Slow Crash: Economist Michael Hudson on the Future of the Stock Market
I'm not sure it'll be an explosion. It's more like a slow crash. It's more like people are getting desperate. They're having to live off their credit cards, not to buy luxuries but just simply to break even. They're falling further and further behind, and as they fall behind the interest rate rises, the penalties rise, so people are getting more and more squeezed.

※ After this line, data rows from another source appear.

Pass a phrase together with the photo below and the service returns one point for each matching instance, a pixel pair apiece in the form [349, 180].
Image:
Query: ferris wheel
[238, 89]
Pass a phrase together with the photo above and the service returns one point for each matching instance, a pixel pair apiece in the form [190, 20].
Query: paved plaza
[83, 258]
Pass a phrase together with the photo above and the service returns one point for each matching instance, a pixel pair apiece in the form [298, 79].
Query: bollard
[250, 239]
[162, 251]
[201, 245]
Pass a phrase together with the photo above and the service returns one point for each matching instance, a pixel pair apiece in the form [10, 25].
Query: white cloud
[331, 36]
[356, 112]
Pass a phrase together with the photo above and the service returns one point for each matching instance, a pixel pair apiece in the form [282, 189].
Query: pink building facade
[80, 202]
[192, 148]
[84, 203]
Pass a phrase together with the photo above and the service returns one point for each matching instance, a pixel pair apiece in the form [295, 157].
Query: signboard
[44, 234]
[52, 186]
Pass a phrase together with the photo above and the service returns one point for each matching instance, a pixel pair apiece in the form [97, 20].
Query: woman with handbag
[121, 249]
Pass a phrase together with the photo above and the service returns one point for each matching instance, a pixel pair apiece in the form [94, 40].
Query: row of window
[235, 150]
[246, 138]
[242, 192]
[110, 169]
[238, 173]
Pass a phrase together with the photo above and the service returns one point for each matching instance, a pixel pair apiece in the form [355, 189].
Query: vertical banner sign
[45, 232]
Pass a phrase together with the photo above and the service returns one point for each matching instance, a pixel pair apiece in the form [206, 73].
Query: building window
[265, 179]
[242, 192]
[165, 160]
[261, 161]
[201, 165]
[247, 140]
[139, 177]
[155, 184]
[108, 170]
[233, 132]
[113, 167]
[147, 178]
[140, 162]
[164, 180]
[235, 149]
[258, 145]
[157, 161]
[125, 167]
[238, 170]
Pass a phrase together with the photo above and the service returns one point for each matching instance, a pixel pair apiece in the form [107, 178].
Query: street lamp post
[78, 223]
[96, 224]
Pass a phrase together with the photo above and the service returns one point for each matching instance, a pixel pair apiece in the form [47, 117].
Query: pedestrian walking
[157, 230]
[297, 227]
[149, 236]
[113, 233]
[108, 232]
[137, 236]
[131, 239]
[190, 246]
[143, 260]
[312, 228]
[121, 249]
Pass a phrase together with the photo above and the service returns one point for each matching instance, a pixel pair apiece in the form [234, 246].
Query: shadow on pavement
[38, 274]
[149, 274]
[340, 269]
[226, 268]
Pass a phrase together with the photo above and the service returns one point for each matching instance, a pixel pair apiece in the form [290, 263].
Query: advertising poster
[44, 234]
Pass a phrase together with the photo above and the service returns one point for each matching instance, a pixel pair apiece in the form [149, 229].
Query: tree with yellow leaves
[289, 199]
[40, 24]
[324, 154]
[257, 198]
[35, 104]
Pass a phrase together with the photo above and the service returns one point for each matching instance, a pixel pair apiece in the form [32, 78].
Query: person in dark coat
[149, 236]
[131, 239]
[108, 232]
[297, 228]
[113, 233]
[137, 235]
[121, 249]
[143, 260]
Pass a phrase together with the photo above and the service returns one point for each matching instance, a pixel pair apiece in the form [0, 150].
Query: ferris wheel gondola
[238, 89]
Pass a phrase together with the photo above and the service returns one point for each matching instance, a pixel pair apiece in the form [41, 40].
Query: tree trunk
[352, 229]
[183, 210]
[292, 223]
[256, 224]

In 1947, A High-Altitude Balloon Crash Landed in Roswell. The Aliens Never Left
Major Jesse Marcel, an intelligence officer from the base, returned to the site to investigate more thoroughly and collected all of the "wreckage." As they tried to ascertain what the materials were, Marcel chose to make a public statement. On July 8, Marcel's comments ran in the local afternoon newspaper, the Roswell Daily Record, alongside a headline stating "RAAF Captures Flying Saucer on Ranch in Roswell."
BEFORE YOU GO
David Bowie famously wondered if we'd ever know, in his 1973 hit, if there's life on Mars. The data this week isn't good. According to a new study published in the journal Nature, several substances found in the martian soil combined with high levels of UV radiation hitting the red planet's surface would be deadly for bacterial life. Or as the authors note:
These data show that the combined effects of at least three components of the Martian surface, activated by surface photochemistry, render the present-day surface more uninhabitable than previously thought, and demonstrate the low probability of survival of biological contaminants released from robotic and human exploration missions.